RE: Eliminating Duplicate Rows using The PARTITION BY clause

SSCarpal Tunnel

Points: 4074

September 22, 2010 at 7:51 am

We have a fairly standard real life example where this would be useful and not a indication of poor table design. We get daily data feeds from third party vendors that conduct customer service surveys for us. Our business rule is that we only contact customers once every 90 days. Due to the distributed nature of the dialing/survey process, timing delays on the data transfer to/from our vendors, and plain old user error, sometimes a customer will be contacted more than once either on the same day or within the 90 window, and we need to remove the "duplicate" survey from our system and notify the call center that they violated this rule so they can remove the record and reset their quotas.

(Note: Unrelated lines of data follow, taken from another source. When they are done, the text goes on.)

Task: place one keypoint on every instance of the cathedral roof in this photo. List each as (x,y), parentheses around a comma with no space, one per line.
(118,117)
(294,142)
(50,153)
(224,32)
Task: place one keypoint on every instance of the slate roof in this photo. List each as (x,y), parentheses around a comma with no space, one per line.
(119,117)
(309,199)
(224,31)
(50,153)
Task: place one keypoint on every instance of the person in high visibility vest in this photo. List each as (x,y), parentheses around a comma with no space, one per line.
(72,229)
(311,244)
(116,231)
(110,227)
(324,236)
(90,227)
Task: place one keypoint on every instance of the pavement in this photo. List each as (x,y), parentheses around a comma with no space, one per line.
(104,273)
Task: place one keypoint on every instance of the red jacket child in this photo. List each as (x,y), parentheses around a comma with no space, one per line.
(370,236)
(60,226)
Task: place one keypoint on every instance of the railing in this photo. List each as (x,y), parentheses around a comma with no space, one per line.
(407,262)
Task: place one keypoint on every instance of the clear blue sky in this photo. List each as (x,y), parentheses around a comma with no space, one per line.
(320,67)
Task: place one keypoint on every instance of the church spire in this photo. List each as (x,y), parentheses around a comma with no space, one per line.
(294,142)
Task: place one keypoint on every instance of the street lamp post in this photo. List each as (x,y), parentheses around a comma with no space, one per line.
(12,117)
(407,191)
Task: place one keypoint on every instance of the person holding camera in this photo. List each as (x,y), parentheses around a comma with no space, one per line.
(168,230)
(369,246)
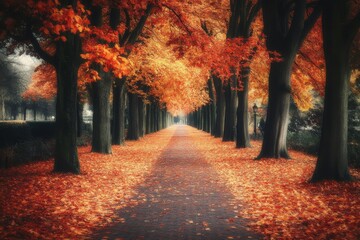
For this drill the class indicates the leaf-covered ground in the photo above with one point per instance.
(278, 197)
(273, 194)
(38, 204)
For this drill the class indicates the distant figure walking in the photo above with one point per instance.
(262, 126)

We load the data into a staging table and evaluate within the for duplicate records based on customer id - which is different from our primary key (survey id). Customer ID cannot be the primary key because customers can have multiple surveys but just not within 90 days of each other. We don't use the exact code posted in the article since we can identify unique rows via the primary key. When a "duplicate" is found in the staging data, the offending row is copied to an audit table and removed from the staging table. Our loading process then sends out the necessary communications to the vendor and continues on with loading the cleansed data.

In a perfect world our vendors would always follow our business rules - but you have to code for reality.